Photographer: Balint Porneczi/Bloomberg

China Eastern to Buy 20 Airbus A350 Jets, 15 Boeing 787s

  • Asian carrier orders 20 A350s, 15 787s for delivery from 2018
  • Purchase will help Shanghai company swell long-haul network

Airbus Group SE and Boeing Co. split a $10 billion order for 35 wide-body jetliners from China Eastern Airlines Corp. as the Asian company retires older aircraft and adds new long-haul routes.

China’s second-largest carrier agreed to buy 20 Airbus A350-900s worth $6.16 billion at list prices, together with 15 Boeing 787-9s valued at $3.97 billion, in what will be its first deployment of the industry’s newest twin-aisle models.

The aircraft, due to enter service over four years from 2018, will help satisfy China Eastern’s long-haul needs through 2025, the Shanghai-based airline said in a stock exchange filing Thursday. As part of the same strategy it will retire six Boeing 767s and 12 Airbus A330s by 2020.

Chinese airlines are adding bigger planes as economic growth makes longer flights more affordable.
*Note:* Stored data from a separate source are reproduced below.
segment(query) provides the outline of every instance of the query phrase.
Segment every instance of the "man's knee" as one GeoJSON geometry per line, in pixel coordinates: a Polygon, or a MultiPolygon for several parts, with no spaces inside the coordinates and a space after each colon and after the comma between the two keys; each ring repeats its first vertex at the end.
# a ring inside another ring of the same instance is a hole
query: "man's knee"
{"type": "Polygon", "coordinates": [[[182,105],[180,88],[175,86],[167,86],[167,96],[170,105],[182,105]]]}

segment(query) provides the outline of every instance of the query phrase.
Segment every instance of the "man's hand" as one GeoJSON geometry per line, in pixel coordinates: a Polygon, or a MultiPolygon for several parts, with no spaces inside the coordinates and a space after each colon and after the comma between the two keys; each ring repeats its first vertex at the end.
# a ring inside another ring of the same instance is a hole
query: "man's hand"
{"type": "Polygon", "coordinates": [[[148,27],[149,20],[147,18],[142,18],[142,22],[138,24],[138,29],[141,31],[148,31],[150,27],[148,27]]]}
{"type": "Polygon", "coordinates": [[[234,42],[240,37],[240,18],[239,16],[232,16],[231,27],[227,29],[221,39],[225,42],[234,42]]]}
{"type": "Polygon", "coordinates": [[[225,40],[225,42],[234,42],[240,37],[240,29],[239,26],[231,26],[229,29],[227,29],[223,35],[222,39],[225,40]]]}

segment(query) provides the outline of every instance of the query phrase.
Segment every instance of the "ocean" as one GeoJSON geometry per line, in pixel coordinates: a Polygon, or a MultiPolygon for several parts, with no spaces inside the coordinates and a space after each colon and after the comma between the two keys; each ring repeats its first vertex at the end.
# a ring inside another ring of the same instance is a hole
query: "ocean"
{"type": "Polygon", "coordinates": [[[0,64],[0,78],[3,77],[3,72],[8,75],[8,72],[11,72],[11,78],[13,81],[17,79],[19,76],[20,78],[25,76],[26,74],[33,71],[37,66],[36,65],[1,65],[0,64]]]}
China Eastern, which serves about a dozen locations outside the Asia-Pacific, according to its website, plans to boost international capacity about 20 percent this year.

The company valued the A350s at $5.96 billion in its statement, citing Jan. 2014 prices, and said the Dreamliners were worth $3.9 billion as of July that year. That may be an indication that the order is based on terms agreed earlier, or that China Eastern is taking over delivery slots vacated by other buyers. Major carriers typically negotiate significant discounts on list values.

China Eastern will become the fifth airline from the world’s second-biggest economy to fly the 787, and the third to take the A350. A earlier plan to operate 24 Dreamliners was scrapped in 2011, with the company opting to take 45 single-aisle Boeing 737s instead.

As of the of end 2015, China Eastern’s wide-body fleet comprised nine Boeing 777s, the eight 767s and 41 A330s. It’s due to receive 11 more 777s and seven A330s this year and next, according to the most recent annual report.